If you sew, you will almost certainly have a box (or more likely for some reason, tin) of buttons. Ideally it will be augmented with choice items from your mum's and your grannies' collections - or is that just me?
Possibly not, as author Lynn Knight has used her own assortment of three generations-worth of fastenings as the starting point for her latest book. "The Button Box" looks at women's lives in the last century or so through the clothes they wore; you can read a review here.
The book isn't out yet, so I haven't had a chance to look at it, but a couple of references in the review certainly struck a chord with me.

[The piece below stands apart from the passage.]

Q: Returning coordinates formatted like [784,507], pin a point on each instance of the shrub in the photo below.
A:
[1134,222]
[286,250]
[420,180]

Firstly, her reference to embroidered name tapes coming in quantities too large to be used up in a lifetime. When I was a member of Ya Raqs, eight women storing identical costumes in limited space at an event was a recipe for confusion, but for the two of us whose mothers had kept our remaining name tapes (and more importantly, had remembered where they'd kept them), life was much easier!
Secondly, this splendid headline from the Derbyshire Times in 1948 may go some way to explaining why my enthusiasm for dressmaking in general, and vintage dressmaking in particular, has come from the Cheshire side of my family rather than the Derbyshire side:“The ‘New Look’: Chesterfield Women ‘Just Not Interested’”.
Update: Having now read the book, I can thoroughly recommend it. From the 'jet' (more likely, glass) buttons of Victorian mourning to the plastics of the Swinging Sixties, and even on to the recent interest in vintage clothing, Lynn Knight combines family stories with social history to paint a fascinating portrait of women's lives.